Me rasqué la cabeza. No me era nueva la sensación de que Oscar hablaba en venusiano, lo cual no me movía a pensar que las nuevas generaciones mostraban una preocupante selección de aficiones y de vocablos, sino que las no tan nuevas, como la mía, empezaban a quedarse prematuramente anticuadas. Por otra parte, Oscar me acababa de dedicar más palabras en unos segundos que cuantas le había oído decir en los meses previos.
"Entonces... ¿ese de ahí eres tú?" proseguí.
"Yo soy un Chart'har. Muy poca gente se coge esa raza porque, como casi no tienen skills, has de hacerlo todo con mana points. A mí me gusta así porque pierdo menos tiempo con los level ups".
Discerní una repentina -breve, pero palpable- jovialidad en su voz. Incluso parecía pronunciar con claridad, en lugar de mostrar su habitual pereza de dicción. Decidí darle más cuerda.
"He conseguido entrar en el clan Luxus", continuó, "y eso que estaba difícil. Mis antiguos buddys se enfadaron un poco. Quisieron entrar en mi home world para quitarme la leech gun, pero como soy especialista de seguridad en nivel seis no pudieron cogerla, ¿sabes?"
Paulatinamente, y para mi sorpresa, su discurso fue ganando en ritmo y en animosidad. Incluso creí ver una sonrisa reflejada en el plexiglás el altavoz superior.
"Hace poco hicimos una instance, había que infiltrarse en la guarida de los Rybkas y paralizar al Topo Mayor. Es de lo más chungo, no veas, pero lo hicimos, ¡y con un sólo respawn! Ahora somos portadores de la silver badge y tenemos inmunidad contra los ataques eléctricos. No pudimos conseguir el bonus de vitalidad porque pedían demasiada munición.

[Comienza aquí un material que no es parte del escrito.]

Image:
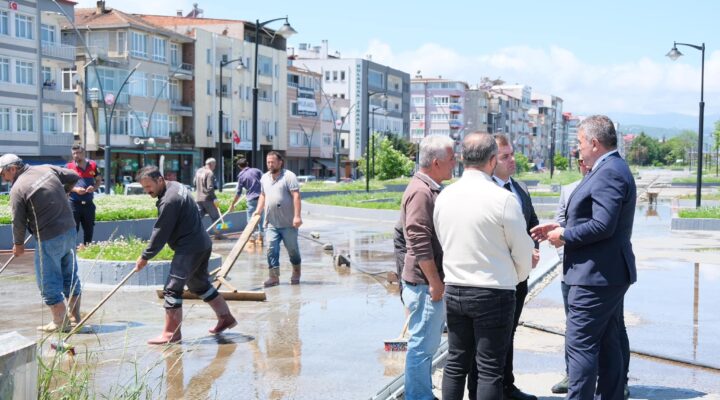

El Major del clan, Eviled, ha dicho que si ganamos la guerra contra los Nostrome me ascenderá de rango. Los Nostrome son subnormales o algo así, tío, se creen los mejores por ser Mothmas. Una vez vinieron tres en la jungla de Ktcha' Kragh y me intentaron hacer un desintegrate, pero yo les lancé un divine retribution y tuvieron que resetear. ¡Ja! Para haberlo visto, ¡fue la hostia!".
Se había asentado ya en un estado de ánimo que daba gusto ver. Incluso de vez en cuando apartaba la vista de la Tri y me miraba para acompañar su exultante narración con alguna mueca. Me sentí contento y, aprovechando que por fin había descubierto un método para romper esa distancia, pasé a otros temas.
"¿Y por lo demás qué, Oscar? ¿Vas por ahí con tus compis? ¿Has sacado buenas notas y eso? ¿Cómo va todo?"
Hubo un instante mudo y su cuello regresó a la posición de columna frente a los monitores.
"Bueno", dijo. "Bien".




Time / Space Defragmentation 2


Nunca abre completamente los labios al sonreír, y la expresión de su felicidad queda reducida al arco de una tímida curva rosada, a la semicúpula de dos mejillas que engordan como carnosos globos. Se coloca a línea de mar, erguida: su busto es ahora un faro vestido de oscuro y los yates surcan el puerto sin luz de guía. Él sostiene la cámara apenas con las puntas de los dedos, ahora gírate a la derecha, no me mires, tuerce la cabeza, experimenta con una figura que es a la vez modelo forzosa, objeto de deseo, tejido de sueño en tierra firme, puente entre el pasado y el futuro. Observa cómo se sirve de una mano para sostener el vermut -los cubitos de hielo arañando el frágil cristal de la copa, flotando en un mundo ambarino del que no hay salida posible-, y con la otra aproxima el cigarro a los labios. Hay un viento levantino que sólo existe para que puedan bailar las infinitas líneas castañas de su cabello; la falda de mechones movida por los divertidos dedos de la corriente.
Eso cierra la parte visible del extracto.